Dengan berperilaku jujur dan teliti, mufassir tidak akan berbicara dan menulis
kecuali telah menyelidiki apa yang diriwayatkannya. Sehingga dengan cara tersebut akan
terhindar dari kesalahan dan kekeliruan.

5. Tawadhu’ dan lemah lembut


Dengan tawadhu’ dan lemah lembut akan menghantarkan seorang alim pada
kemanfaatan ilmunya.

6. Berjiwa mulya
Seharusnya orang alim menjauhkan diri dari hal-hal yang remeh serta tidak
mengelilingi pintu-pintu kebesaran dan penguasa bagai peminta-minta yang buta.

7. Vokal dalam menyampaikan kebenaran


Karena jihad yang paling utama adalah menyampaikan kalimat yang hak
dihadapan penguasa dzalim.

8. Berpenampilan baik
Hal ini agar menjadikan seorang mufassir berwibawa dan terhormat dalam semua
penampilannya, juga dalam cara duduk, berdiri, dan berjalan. Namun sikap ini hendaknya
murni dari diri sendiri bukan paksaan.

9. Bersikap tenang dan mantap


Mufassir hendaknya tidak tergesa-gesa dalam hal berbicara ataupun perbuatan
tetapi hendaknya berbicara dengan jelas, tenang, dan mantap agar orang yang
mendengarnya dapat memahami apa yang dikatakan dan tidak ragu akan ketetapan yang
dihasilkan mufassir.

10. Mendahulukan orang yang lebih utama


Seorang mufassir hendaknya tidak gegabah untuk menafsirkan dihadapan orang
yang lebih pandai pada waktu mereka masih hidup dan tidak boleh merendahkan dan
mengabaikan ketika mereka telah wafat. Akan tetapi hendaknya seorang mufassir belajar
dari mereka yang lebih pandai dan belajar dari karya-karya mereka.
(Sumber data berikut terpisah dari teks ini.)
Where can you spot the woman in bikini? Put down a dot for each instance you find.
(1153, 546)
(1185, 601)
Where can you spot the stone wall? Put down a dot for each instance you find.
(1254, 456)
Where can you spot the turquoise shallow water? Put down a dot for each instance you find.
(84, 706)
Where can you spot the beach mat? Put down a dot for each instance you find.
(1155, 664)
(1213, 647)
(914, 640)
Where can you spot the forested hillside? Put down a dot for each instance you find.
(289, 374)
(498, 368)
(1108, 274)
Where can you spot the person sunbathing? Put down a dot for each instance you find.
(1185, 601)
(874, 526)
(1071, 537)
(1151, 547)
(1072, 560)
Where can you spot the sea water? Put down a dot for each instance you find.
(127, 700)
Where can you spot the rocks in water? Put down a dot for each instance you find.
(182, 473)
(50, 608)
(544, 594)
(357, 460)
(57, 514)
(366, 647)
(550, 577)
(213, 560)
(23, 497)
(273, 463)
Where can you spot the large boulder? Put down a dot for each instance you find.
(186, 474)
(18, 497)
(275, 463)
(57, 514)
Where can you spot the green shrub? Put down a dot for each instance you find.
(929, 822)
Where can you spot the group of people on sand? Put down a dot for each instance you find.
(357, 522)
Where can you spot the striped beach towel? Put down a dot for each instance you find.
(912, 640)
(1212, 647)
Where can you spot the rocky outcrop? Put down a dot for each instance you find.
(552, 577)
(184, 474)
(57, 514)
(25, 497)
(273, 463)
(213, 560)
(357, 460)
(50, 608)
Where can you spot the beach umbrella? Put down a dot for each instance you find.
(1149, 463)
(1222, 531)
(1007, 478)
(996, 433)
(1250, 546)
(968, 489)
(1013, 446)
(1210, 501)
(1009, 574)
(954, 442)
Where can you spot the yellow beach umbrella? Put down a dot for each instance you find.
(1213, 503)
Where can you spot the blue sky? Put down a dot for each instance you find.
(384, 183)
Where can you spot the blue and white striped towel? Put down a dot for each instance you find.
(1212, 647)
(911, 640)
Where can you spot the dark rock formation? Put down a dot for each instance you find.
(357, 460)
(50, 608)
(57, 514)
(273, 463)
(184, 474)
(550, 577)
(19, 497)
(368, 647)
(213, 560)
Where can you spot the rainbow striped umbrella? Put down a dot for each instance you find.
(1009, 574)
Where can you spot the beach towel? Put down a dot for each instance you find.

11. Mempersiapkan dan menempuh langkah-langkah penafsiran secara baik


Penafsiran hendaknya dilakukan dengan persiapan sebelumnya dan melakukan
langkah-langkah penafsiran dengan baik. Misalnya dimulai dengan menyebutkan asbab an-
nuzul, arti kosa kata, menerangkan susunan kalimat, menjelaskan segi-segi balaghah dan
I’rob yang padanya tergantung penentuan makna. Kemudian menjelaskan makna umum
dan menghubungkannya dengan kehidupan umum yang sedang dialami umat manusia pada
masa itu dan kemudian mengambil keputusan hukum. 6

BAB III
PENUTUP

A. Kesimpulan
Seorang yang hendak melakukan penafsiran terhadap Al-Qur’an harus memenuhi
syarat-syarat dan adab yang telah disepakati oleh para ulama’ setelah nabi wafat.
Persyaratan tersebut harus terpenuhi baik yang bersifat fisik dan psikis serta akademik.
Persyaratan fisik dan psikis harus berupa seorang yang telah dewasa(baligh) dan berakal
sehat serta seorang muslim, dan untuk persyaratan akademik yaitu dengan menguasai
berbagai ilmu, baik secara langsung maupun tidak langsung berhubungan dengan Al-
Qur’an. Kelengkapan ilmu yang harus dimiliki mufassir pada dasarnya lahir karena
tuntunan Al-Qur’an sendiri yang isinya meliputi semua persoalan atau bidang dalam
kehidupan manusia.

Seorang mufassir juga harus mempunyai etika yang mulia dan patut di teladani.
Etika yang mulia tersebut akan membawa umat manusia tidak ragu akan ketetapan yang
dihasilkan seorang mufassir.
B. Saran
Demikian makalah ini kami buat, apabila ada kesalahan pada kata, penulisan,
ataupun penjelasan kami mohon maaf. Kami mengharap kritik dan saran yang membangun
agar menjadi sumber rujukan sehingga menjadi apa yang kami buat ini lebih baik dimasa
mendatang. Semoga makalah ini dapat bermanfaat bagi kita semua. Aamiin…

66
Manna’ Khalil Al-Qattan, Studi Ilmu Al Qur’an,(Bogor: Pustaka Litera Antar Nusa, 15), hlm 469-471.